The risks – including of losing critical health-sector personnel – might have been worthwhile if there were reasons to believe the reforms would lead to better health outcomes. But there are scant grounds for expecting this.
Reassessing the wisdom of proceeding with the reforms – including their controversial race-based divide in creating a separate Māori Health Authority – should also be a priority in 2022.
At the same time, a coherent plan for dealing with the country’s critical mental health must be developed. And it must be implemented.

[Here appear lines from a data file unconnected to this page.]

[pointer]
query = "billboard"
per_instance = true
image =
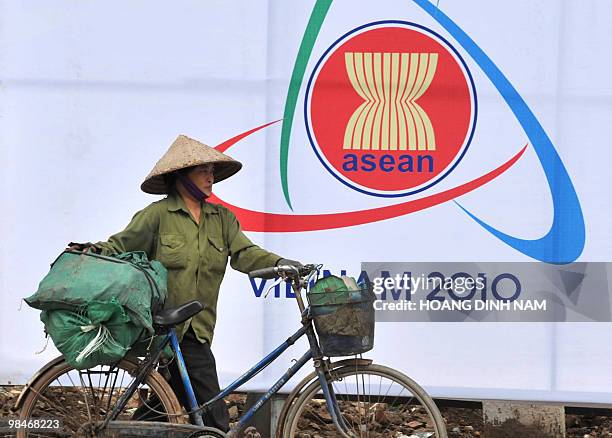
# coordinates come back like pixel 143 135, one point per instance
pixel 390 131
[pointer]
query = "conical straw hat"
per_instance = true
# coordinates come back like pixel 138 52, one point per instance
pixel 187 152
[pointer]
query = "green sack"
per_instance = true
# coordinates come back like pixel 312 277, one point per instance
pixel 96 307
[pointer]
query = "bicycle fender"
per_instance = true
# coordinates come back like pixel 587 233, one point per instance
pixel 26 389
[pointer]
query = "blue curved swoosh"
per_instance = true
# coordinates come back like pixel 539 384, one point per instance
pixel 564 241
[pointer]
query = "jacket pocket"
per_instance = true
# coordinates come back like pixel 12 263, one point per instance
pixel 172 251
pixel 217 253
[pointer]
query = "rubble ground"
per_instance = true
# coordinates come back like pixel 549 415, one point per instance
pixel 461 422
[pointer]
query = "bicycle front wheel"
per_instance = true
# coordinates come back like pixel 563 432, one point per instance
pixel 80 399
pixel 373 401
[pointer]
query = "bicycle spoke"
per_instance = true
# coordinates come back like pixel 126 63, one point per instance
pixel 373 404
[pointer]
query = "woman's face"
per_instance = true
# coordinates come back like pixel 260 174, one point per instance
pixel 202 176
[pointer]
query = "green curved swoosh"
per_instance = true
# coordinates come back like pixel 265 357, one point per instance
pixel 310 36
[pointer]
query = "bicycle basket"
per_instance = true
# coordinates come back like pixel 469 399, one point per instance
pixel 343 318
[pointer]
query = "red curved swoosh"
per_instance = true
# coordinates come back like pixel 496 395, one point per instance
pixel 252 220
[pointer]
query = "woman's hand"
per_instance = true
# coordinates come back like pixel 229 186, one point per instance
pixel 83 247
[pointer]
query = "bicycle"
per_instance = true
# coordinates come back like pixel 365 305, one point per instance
pixel 336 399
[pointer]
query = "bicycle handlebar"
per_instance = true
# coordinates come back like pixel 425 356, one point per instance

Increasing political polarisation should also be raising alarm bells in the Beehive. A good deal of this can be blamed on unpopular but unavoidable pandemic policies. But the Government would be unwise to dismiss the problem too quickly.
The Ardern Government’s increasingly race-based policies – including in health, education and the RMA – strike at the heart of New Zealand’s identity.
Rather than uniting the country around the Government’s vision of “partnership,” the Government’s policies may end up dividing it. Before continuing with its agenda, the Government should seek a mandate from the electorate.
At the very least, it must engage the rest of New Zealand in the He Puapua consultations it currently has under way with iwi.
There is one big issue the Government should not have to worry about in 2022: climate change. Not because climate change is not a problem. It is. But, thanks to Climate Change Minister James Shaw, New Zealand now has one of the world’s best emissions trading schemes.
The ETS caps the country’s net emissions and sets a pathway to achieving net zero by 2050. Agriculture aside, the big job has been done. Combining the ETS with policies like the feebate scheme or other biofuel regulations is simply costly gold-plating. In 2022 the Government must shift its focus to policy areas where reform can make a difference.
During the last two years, pandemic policies have eclipsed all else. To date, the Government has used the trump card of New Zealand’s geographic isolation effectively. With Kiwis set to re-join the rest of the world, solving 2022’s other challenges will need some new tricks.
– Roger Partridge is chairman and senior fellow at The New Zealand Initiative.